Major limitations and knowledge gaps for MVD in HFpEF.

Limitation HFpEF is a heterogeneous syndrome and has a variety of diagnostic criteria. This leads to different study populations with different disease stages and clinical phenotypes [5].
Studies mainly focused on a general pathophysiology for an entire HFpEF population rather than selected phenotypes.
The microvascular function is a continuum, and there is no clear cut-off value to define microvascular dysfunction in human biology. Nevertheless, studies are often focused on finding cut-off values that can have direct clinical implications. Both quantitative and categorical approaches are needed to improve current knowledge of MVD in HFpEF and could help in evaluating the likelihood of biological causality.
No gold standard exists to assess MVD. Studies often overgeneralize specific microvascular alterations, which limits study designs and comparability within and between studies.
MVD is not exclusive to HFpEF. Important drivers and clinical correlates of both (Table 3) need to be accounted for when interpreting study results. This requires larger study populations, which are not available in most of the current literature.
Intervention studies with a direct or indirect effect on MVD have not selected patients based on those MVD aspects that are targeted with the intervention, limiting causal inference.
Knowledge Gap Knowledge on causality and underlying mechanisms of MVD and HFpEF is mostly derived from animal models, but their agreement with corresponding human phenotypes needs more research [180].

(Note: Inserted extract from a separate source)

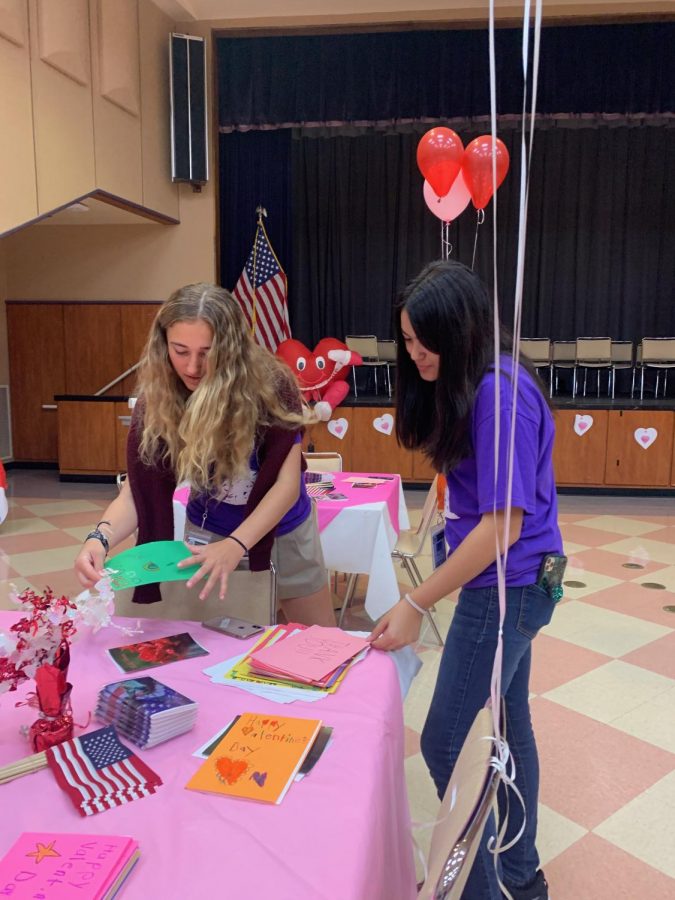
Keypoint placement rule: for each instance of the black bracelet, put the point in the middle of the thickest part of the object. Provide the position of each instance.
(99, 536)
(241, 543)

Comparable longitudinal data of microvascular function are lacking in healthy individuals, HFpEF development, and adverse disease progression due to heterogeneity in microvascular assessments and HFpEF definitions.
The role of MVD in specific HFpEF phenotypes remains to be elucidated.
The similarity and underlying mechanisms of peripheral and coronary MVD in HFpEF deserve more investigation, as similar impairments with the same underlying mechanism could guide future targeted therapies.